Bu derin ikiliği hatırda tutalım (bundan uzlaşmaz bir çelişki yaratmaktan kaçınmak gerekir, ancak bizi Marx’ın aynen burada köklerini aradığı bu “mistisizme” götürmekte gecikmeyecek olan tespit sondaj yapılamaz bir derinlik belirtisine de dönüştürülmemelidir) ve Tezler’de yer alan iki hassas sorunu daha yakından inceleyelim: “Pratik ” (veya praxis) ve “sınıflar savaşı” arasındaki ilişki; antropoloji veya insan özü (sorunu).[7]
Praxis ve sınıflar savaşı
Tezler devrimden bahsederler, ancak “sınıflar savaşı” ifadesini kullanmazlar. Yine de hangi anlamda olduğunu belirlemek koşuluyla bunu çıkartmak keyfilik olmayacaktır. Cermanistlerin7 çalışmaları sayesinde birkaç yıldır Marx’ın çarpıcı kelimeler bulduğu ancak temeli kesinlikle ona özgü olmayan bu formülasyonların entellektüel ortamı daha iyi biliniyor.

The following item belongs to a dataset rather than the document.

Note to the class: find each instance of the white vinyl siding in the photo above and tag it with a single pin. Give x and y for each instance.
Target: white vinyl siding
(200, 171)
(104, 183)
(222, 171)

Onun düşündüğü devrim açıkça Fransız geleneğine bakar. Genç radikal demokratların onda gördükleri, kesilmiş, daha sonra Thermidor sonrası cumhuriyetin “burjuva” kuruluşu, Napolyoncu diktatörlük ve nihayet Restorasyon ve karşı-devrim (her durumda devlet tarafından) tersine çevrilmiş hareketin yeniden başlaması idi. Daha da açıkçası ,Avrupa ölçeğinde, devrimci hareketi sonucuna götürmek ve “sol yanının” enerjisini ve esinini , XIX. yüzyılın başında tam da komünizm düşüncesinin çıktığı[8] devrimin bu eşitlikçi bileşenini ( özellikle Babeuf tarafından temsil edilen) tekrar bularak onu evrensel kılmaktır söz konusu olan. Marx, spekülatif bir kavramın, ideal veya deneysel bir sitenin (Cabet’in “Icaire”si gibi) değil, talepleri sadece Devrim ilkesinin – kardeşliğe ulaşmak için karşılıklı olarak özgürlüğün gerçekleşmesini, kardeşliğin gerçekleşmesine göre ayarlayan – tutarlı bir uygulamasını temsil eden bir toplumsal hareketin söz konusu olduğunda oldukça ısrarlı olacaktır. Özet olarak, Marx ve diğerlerinin tespit ettikleri, orta yolun olmadığıdır : Eğer devrim gittiği yolda duraklarsa ancak gerileyebileceği ve kurulu düzeni savunmak için, gerici veya liberal, devletten yararlanan bir mülk sahipleri aristokrasisini yeniden kurabileceğidir. Aksi durumda Devrimi tamamlamanın ve onu geri dönülmez kılmanın tek yolu, devrimi derinleştirmek, bir toplumsal devrim haline getirmektir.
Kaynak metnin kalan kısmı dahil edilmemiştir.